Assises nationales du développement durable à Marseille : La recherche et l’innovation moteurs du développement durable. Quelles grandes avancées pour demain ?

Publié le 27 novembre 2013 à  23h00 - Dernière mise à  jour le 27 octobre 2022 à  16h40

(Photo P.M.-C.)
(Photo P.M.-C.)
Sans évacuer des réflexions en matière de développement durable, la question de l’urgence de certains enjeux décisifs se pose : urgence climatique, urgence sociale… les avancées technologiques représentent de réels espoirs pour la promotion de sociétés « plus durables ». Et ces champs d’expérimentation seront la source de nouveaux comportements, plus compatibles avec le développement durable de nos sociétés. L’innovation sociétale est également au cœur de la stratégie de changement.
La table qui ronde qui s’est déroulée sur la thématique « la recherche et l’innovation moteurs du développement durable. Quelles grandes avancées pour demain ? », a apporté quelque éclairage sur la volonté d’innover dans nombre de domaines, souligné le travail de la recherche mais a également mis en exergue les obstacles rencontrés sur cette route de l’innovation. Cette table ronde a été soutenue par Denis Bertin , vice-président du conseil scientifique d’Aix-Marseille; le docteur Joël Spiroux de Vendômois, président du comité de recherche et d’information indépendante sur le génie génétique (CRIIGEN) ; Valérie Fayard, déléguée générale adjointe, Emmaüs France; Michel Gioria, directeur régional adjoint de l’Ademe Paca.

« On essaie de développer les performances humaines mais il faut également développer une conscience »

Le docteur Joël Spiroux de Vendômois, ouvrira cette table ronde en souhaitant que la santé de la population mondiale soit prise en compte dans le développement durable. Il précise : « La technique médicale a progressé pour le soin mais pas pour la prévention. Le problème de l’innovation ce n’est pas ce que l’on découvre. L’innovation, c’est le progrès et la catastrophe, le revers de la médaille. » Il prend alors pour exemple, les OGM. Les premiers organismes génétiquement modifiés ont permis la production de substances médicales : l’insuline utilisée pour soigner le diabète (insuline humaine crée par une bactérie). En revanche, modifier génétiquement une plante consiste à y introduire des gènes de résistance à un nuisible ou une maladie, ce qui doit permettre de réduire l’usage des pesticides et les coûts de production. À ce jour, rien ne prouve, en dépit d’une utilisation massive de ces produits dans le monde, que ceux-ci aient des conséquences pour les animaux qui les consomment ou pour les humains. « Là c’est le mal car on ne mesure pas l’impact une fois que l’on a trouvé la biologie de synthèse ». Il évoque une analyse d’un éminent scientifique du MIT à propos du contrôle génétique : «  Bientôt au lieu de faire pousser des arbres puis de les couper, on fera pousser directement des tables« . « Jusqu’où peut-on aller ? On essaie de développer les performances humaines mais il faut également développer une conscience », juge-t-il. Il introduit alors un autre point de blocage : « La recherche ne doit pas être inféodée aux grands groupes mais il faut qu’elle soit publique. »

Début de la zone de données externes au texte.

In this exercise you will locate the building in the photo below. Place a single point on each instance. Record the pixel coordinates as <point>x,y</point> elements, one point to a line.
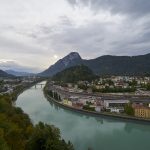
<point>142,112</point>
<point>116,106</point>
<point>115,103</point>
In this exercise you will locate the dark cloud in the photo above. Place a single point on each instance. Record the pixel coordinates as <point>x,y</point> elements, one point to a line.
<point>130,7</point>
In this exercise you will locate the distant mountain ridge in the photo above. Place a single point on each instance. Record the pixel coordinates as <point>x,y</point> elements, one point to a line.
<point>16,73</point>
<point>104,65</point>
<point>75,74</point>
<point>4,74</point>
<point>70,60</point>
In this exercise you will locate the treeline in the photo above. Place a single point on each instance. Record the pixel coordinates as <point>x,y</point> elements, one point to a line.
<point>75,74</point>
<point>18,133</point>
<point>114,90</point>
<point>54,95</point>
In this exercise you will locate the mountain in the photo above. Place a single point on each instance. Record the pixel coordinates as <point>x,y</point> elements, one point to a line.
<point>75,74</point>
<point>104,65</point>
<point>68,61</point>
<point>120,65</point>
<point>4,74</point>
<point>16,73</point>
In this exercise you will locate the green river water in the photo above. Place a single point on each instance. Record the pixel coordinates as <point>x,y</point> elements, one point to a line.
<point>84,131</point>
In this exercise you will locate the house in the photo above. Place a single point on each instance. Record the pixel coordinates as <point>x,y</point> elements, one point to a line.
<point>115,103</point>
<point>142,112</point>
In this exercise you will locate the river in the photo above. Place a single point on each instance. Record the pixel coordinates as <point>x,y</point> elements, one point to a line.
<point>84,131</point>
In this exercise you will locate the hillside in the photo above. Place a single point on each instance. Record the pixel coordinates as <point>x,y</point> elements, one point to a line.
<point>70,60</point>
<point>120,65</point>
<point>74,74</point>
<point>104,65</point>
<point>16,73</point>
<point>4,74</point>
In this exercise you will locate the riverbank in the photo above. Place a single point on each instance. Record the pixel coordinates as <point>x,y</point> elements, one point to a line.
<point>96,114</point>
<point>17,131</point>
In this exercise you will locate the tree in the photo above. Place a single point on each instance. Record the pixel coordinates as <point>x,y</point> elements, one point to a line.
<point>47,137</point>
<point>129,109</point>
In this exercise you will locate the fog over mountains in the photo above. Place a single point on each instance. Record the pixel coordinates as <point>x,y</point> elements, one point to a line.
<point>104,65</point>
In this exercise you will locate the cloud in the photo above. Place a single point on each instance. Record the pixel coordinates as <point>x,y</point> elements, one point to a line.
<point>13,65</point>
<point>128,7</point>
<point>38,33</point>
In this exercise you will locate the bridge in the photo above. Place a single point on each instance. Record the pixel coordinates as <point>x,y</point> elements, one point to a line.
<point>39,84</point>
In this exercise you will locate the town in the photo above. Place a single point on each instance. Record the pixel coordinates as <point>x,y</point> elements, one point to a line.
<point>122,95</point>
<point>9,85</point>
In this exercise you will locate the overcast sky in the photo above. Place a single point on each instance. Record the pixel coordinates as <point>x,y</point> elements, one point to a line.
<point>36,33</point>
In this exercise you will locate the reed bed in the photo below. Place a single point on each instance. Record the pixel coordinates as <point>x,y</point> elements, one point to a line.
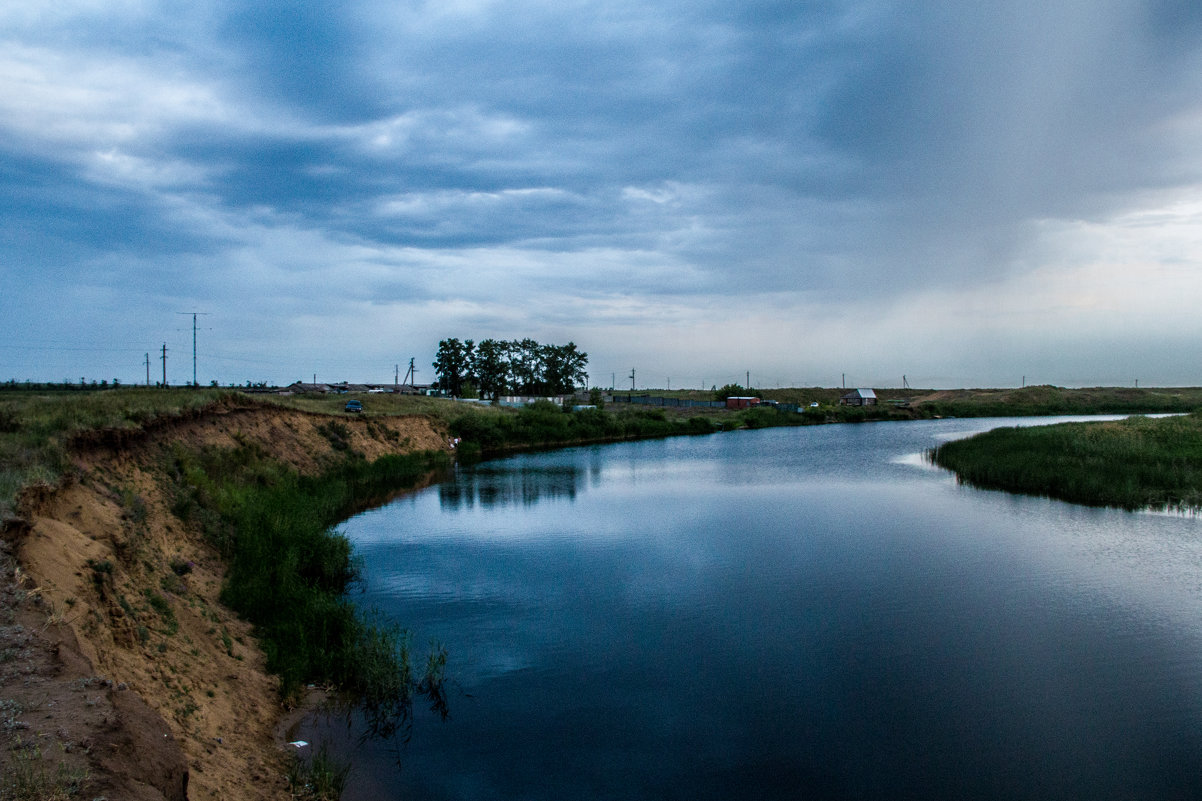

« Il faut une recherche capable d’aller avant vers la société »

Denis Bertin qui est chimiste de formation pointe de son côté certaines innovations qui sont à double tranchant. Il évoque notamment, les batteries au lithium qui permettent d’alimenter les véhicules (voiture hybride, voiture électrique). « On occulte une chose importante que dans les batteries au lithium, les panneaux photovoltaïques il existe des composants toxiques .» Il estime, par ailleurs, qu’il faut anticiper : « L’accès au lithium à l’instar des ressources fossiles, deviendra rare dans quelques années. » Selon lui : « Il faut une recherche capable d’aller avant vers la société. Il ne faut pas qu’elle ne soit qu’une technologie et il ne faut pas les mettre en parallèle. »
Michel Gioria revient, pour sa part, sur un passé récent où « l’on parlait de « briques technologiques » pour un bâtiment, un véhicule, un réseau électrique mais au final ces briques, il fallait les mettre les unes à côté des autres ». Aujourd’hui, ce n’est plus le cas et il est question d’assemblage des briques. Ensuite, l’Adem passe par deux types d’étape d’expérimentation avant de déployer à grande échelle. « On passe d’abord par une taille économique qui permet de lister les ressources. » Par exemple pour tester les véhicules hybrides, le test s’effectuera sur 1 000 voitures sur un territoire défini. Ensuite, poursuit-il: « La politique publique s’adapte sur les sujets de la transition énergétique ». Il tient également à rappeler que l’étape sécurité ne date que des années 2008-2009. « Avant on n’expérimentait pas ».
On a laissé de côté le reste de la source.